Content am I, even if the play of strings
Has not down-guided my footsteps; once
Lived I as gods live, and more I crave not.’
To the Fates, Hölderlin
I
He came, like love, to beseeching strings. Before birth
He had experienced death. He sang in the cradle.
He knew the tenderest fire in eyes declined
Where his mother leaned. Then, racing out in the fields,
True friends he found: the mountains were his companions.
At dusk the rivers returned to the edge of the eyes.
He touched the stars, the wind, the crowns of the reeds.
If he lingered late, he felt the sigh of the dew
Like souls found late upon Lethe. In purest darkness
His eyes shone with tears. He thought of the underworld.

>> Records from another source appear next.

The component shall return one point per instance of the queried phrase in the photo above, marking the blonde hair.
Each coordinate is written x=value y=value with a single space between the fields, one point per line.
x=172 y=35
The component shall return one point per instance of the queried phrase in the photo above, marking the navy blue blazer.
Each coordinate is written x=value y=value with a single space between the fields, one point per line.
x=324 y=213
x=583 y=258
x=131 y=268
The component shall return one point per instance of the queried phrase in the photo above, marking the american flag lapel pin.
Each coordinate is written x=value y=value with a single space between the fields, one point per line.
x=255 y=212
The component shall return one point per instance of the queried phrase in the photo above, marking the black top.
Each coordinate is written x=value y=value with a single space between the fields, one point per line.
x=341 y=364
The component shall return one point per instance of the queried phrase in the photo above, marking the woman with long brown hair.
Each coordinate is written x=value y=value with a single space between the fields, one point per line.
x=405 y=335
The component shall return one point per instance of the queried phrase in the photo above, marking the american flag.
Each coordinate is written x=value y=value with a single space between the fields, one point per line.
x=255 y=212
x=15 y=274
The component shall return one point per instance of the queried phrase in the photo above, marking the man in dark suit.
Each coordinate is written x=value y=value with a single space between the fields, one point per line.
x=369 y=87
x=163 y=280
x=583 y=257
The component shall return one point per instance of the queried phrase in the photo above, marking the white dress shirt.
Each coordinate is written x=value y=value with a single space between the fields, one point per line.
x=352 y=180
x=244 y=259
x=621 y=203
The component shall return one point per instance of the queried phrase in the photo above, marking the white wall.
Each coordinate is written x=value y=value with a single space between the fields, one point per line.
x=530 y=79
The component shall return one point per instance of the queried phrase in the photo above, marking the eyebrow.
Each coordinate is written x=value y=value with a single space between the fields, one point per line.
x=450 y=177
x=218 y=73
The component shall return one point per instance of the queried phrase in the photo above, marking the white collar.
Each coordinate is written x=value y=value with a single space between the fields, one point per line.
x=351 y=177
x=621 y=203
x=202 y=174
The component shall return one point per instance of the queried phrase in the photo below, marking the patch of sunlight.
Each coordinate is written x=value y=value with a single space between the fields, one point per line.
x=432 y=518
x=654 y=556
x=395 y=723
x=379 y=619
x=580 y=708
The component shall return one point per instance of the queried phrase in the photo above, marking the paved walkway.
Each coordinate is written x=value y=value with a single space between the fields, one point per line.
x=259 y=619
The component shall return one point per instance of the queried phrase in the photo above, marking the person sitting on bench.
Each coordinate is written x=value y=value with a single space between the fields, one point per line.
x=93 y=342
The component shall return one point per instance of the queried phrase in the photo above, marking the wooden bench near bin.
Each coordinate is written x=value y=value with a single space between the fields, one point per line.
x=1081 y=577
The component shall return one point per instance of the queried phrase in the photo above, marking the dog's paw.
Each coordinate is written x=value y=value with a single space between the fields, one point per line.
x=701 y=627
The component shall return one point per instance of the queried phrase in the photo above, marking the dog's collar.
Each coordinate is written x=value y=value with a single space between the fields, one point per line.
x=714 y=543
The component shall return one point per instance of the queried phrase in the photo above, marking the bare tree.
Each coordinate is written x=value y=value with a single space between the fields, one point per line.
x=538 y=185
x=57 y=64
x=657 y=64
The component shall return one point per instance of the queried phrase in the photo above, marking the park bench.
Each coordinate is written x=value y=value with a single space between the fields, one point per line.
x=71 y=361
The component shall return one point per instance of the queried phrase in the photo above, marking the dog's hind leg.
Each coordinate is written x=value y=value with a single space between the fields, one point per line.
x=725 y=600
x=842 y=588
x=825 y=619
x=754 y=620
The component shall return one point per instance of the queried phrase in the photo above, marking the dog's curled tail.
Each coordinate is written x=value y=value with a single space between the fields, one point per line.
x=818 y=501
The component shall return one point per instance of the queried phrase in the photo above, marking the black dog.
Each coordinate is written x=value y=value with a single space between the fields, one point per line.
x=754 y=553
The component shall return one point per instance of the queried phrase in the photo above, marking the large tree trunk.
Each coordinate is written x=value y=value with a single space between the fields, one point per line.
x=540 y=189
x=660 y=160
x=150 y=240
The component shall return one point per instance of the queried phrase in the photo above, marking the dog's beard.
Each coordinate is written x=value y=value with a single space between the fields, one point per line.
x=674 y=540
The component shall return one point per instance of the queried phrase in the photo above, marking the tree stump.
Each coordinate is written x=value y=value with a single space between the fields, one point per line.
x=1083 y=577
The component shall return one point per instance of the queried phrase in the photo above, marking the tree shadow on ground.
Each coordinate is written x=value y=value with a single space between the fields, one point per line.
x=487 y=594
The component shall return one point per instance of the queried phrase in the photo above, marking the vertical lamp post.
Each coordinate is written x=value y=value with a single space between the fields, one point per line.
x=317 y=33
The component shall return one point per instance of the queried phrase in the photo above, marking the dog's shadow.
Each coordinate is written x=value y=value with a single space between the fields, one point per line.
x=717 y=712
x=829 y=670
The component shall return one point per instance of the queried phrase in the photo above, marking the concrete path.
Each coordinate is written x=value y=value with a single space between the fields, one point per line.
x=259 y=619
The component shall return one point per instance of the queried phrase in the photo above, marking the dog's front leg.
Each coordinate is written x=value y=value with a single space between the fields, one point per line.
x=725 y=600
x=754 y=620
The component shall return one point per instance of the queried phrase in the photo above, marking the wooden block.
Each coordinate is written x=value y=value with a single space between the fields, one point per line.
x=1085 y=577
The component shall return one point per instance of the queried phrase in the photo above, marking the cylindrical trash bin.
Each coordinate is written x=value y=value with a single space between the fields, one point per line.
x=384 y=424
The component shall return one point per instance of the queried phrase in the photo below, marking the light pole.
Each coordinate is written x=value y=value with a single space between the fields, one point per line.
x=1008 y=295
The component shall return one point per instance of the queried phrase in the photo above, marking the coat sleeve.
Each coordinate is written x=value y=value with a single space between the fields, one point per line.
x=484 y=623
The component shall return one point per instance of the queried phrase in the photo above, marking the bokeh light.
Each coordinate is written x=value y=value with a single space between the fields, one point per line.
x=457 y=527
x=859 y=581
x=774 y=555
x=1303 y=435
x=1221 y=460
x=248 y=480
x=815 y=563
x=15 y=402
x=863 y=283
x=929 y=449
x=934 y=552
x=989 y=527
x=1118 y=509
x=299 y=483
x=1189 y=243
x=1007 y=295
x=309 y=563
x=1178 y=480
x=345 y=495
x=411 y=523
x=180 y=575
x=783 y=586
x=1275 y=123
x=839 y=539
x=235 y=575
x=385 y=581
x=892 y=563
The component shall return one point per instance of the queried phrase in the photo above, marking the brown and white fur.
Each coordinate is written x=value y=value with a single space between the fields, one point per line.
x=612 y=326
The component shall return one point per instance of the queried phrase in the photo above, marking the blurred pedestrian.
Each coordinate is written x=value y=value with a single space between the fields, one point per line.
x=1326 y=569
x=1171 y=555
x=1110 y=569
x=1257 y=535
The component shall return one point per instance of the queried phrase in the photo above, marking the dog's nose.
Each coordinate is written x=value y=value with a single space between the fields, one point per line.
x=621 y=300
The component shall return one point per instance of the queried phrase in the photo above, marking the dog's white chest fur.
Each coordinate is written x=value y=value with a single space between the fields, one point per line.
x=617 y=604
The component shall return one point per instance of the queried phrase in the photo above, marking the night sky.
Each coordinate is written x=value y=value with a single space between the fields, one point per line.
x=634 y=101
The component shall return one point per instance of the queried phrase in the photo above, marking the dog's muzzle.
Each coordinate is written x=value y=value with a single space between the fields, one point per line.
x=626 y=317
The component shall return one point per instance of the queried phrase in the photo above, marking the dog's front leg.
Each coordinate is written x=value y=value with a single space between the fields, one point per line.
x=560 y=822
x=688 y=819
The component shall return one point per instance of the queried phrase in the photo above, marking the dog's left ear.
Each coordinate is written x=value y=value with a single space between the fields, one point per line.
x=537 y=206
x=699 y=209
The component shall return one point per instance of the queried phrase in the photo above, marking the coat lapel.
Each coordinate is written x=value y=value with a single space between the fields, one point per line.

He grew in stature. He felt the arms of the gods
About him. When people spoke, he remained confused.
If he touched a bud, he knew the secrets of nature.
The Rhine, the demi-god, thundered, a Titan in chains.
At evening he would return by a wooded path
To his mother’s house where stories of Greece were stored.
His eyes marvelled, reading the deeds of heroes.
At night, when his book was closed, the curtain stirred,
Pure gold in the rising moon; and he saw the valleys
Transformed with unearthly light. He acclaimed his kindred.
Quite still, he smiled, caught up to the plains of heaven.
‘Holy dawn, the man who is not a hero
Does not see you; therefore you are not honoured,
Beautiful sun-god; therefore your lyre is silent,
Except where pious peoples watch you ascend.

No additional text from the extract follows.